Hods irgendjemand gsehn

"Anybody seen my baby", The Rolling Stones, 1997. Text & Musik (c) 1997 Mick Jagger, Keith Richards

„Hods irgendjemand gsehn“ 
Deutscher Songtext (c) 2026 Gerald Puchner

Sie woa jo so verliabt in mi, jetzt is´verschwunden irgendwie

Des kaunns jo bittschen nu ned gwesn sein

Sie woa mehr ois wunderschen, wirklich himmlisch, hobts es gsehn?
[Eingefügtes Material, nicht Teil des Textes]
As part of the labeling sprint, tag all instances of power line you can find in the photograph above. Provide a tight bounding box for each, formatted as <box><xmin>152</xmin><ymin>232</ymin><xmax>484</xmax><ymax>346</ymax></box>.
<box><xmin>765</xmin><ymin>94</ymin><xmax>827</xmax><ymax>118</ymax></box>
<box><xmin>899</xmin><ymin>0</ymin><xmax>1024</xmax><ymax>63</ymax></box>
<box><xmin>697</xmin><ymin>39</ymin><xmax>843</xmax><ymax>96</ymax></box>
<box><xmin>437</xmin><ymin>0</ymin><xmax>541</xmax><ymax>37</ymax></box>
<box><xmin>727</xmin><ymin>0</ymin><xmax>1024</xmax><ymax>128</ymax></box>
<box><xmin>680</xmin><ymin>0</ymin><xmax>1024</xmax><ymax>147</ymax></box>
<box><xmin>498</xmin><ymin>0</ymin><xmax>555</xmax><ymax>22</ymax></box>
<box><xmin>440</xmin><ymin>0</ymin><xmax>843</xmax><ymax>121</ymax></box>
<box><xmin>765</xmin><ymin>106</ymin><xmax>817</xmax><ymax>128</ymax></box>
Kaunn doch ned afoch so verschwundn sein

I lieg woch, es is mitten in da Nocht

Hod sie vielleicht grod den finalen Schlussstrich gmocht?

Hots irgendjemand gsehn mei Mädl? is´irgendwem begegn´t, de letzte Nocht?

Sie hod ned dapockt, mein gaunzn Grind, fiacht, dass i´s wirklich nimma find

I hobs irgendwie aum Weg verlorn

Mei Herz mocht grod an Riesen-Sotz, i schlender übern Riemerplotz

I bild ma ein, i hätts entdeckt

Vermeintlich auf an Citybike, schoaf und ziemlich ladylike

Warum hod se de denn nur versteckt?

Tränen voi Salz, es is viere in da Fruah

Is´wirklich fort, hod sie wirklich von mir gnua?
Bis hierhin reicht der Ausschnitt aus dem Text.